Training/config refactor plan

Scope

Keep changes tightly limited to the canonical model/training package boundary (dfode_kit/models, dfode_kit/training) and the train CLI surface needed to select registered components. Do not redesign data loading, labeling, or DeepFlame integration in this slice.

Current audit

  • dfode_kit/training/train.py hard-codes:
  • model architecture (MLP([2+n_species, 400, 400, 400, 400, n_species-1]))
  • optimizer (Adam)
  • loop hyperparameters (max_epochs, LR schedule, batch size)
  • physics loss composition
  • The top-level train() function mixes config construction, data prep, model creation, optimizer setup, and the epoch loop.
  • Adding a new architecture or training algorithm currently requires editing the monolithic train module.

Minimal target design

  1. Typed training config
  2. Add small dataclass-based config objects for:
    • model selection + kwargs
    • optimizer hyperparameters
    • trainer selection + loop hyperparameters
  3. Keep a default config equivalent to today’s behavior.
  4. Model registry
  5. Add a simple in-process registry keyed by string name.
  6. Default-register mlp.
  7. Construction contract: factory(model_config, *, n_species, device).
  8. Trainer registry hook
  9. Add the same registry pattern for trainers, but keep only one default trainer in this slice.
  10. This creates the extension seam without rewriting the full training algorithm ecosystem.
  11. Refactor train entrypoint
  12. Preserve the public train(mech_path, source_file, output_path, time_step=...) signature.
  13. Add optional config parameter and route model/trainer creation through registries.
  14. Move loop internals into a trainer implementation function/class.
  15. Tests for lightweight harness
  16. Add pure-Python tests for config defaults/overrides and registry behavior.
  17. Avoid torch/cantera dependencies in harness tests.

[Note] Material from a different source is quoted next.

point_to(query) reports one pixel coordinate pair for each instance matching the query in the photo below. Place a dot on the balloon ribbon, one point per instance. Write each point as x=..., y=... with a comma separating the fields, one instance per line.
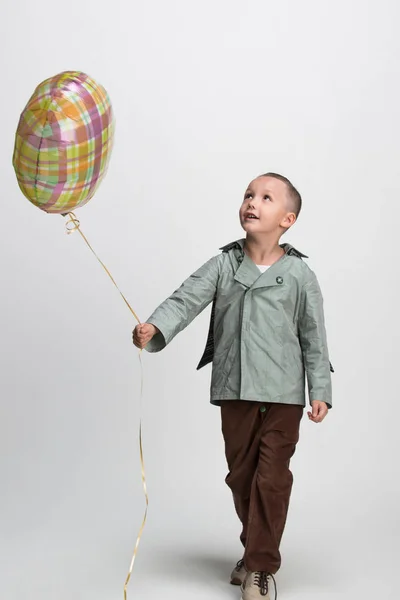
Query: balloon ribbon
x=72, y=225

First implementation slice in this branch

  • Add dataclass config module.
  • Add model + trainer registries.
  • Register current MLP architecture behind the registry.
  • Refactor train.py to use default config + registries while keeping behavior unchanged.
  • Add lightweight tests for config/registry contracts.

Follow-up slices

  • CLI flags or config-file loading (--model, --trainer, --config).
  • Multiple trainer implementations (baseline supervised vs physics-informed variants).
  • Synthetic smoke training test path that runs in the lightweight harness.
  • Dataset schema validation before training starts.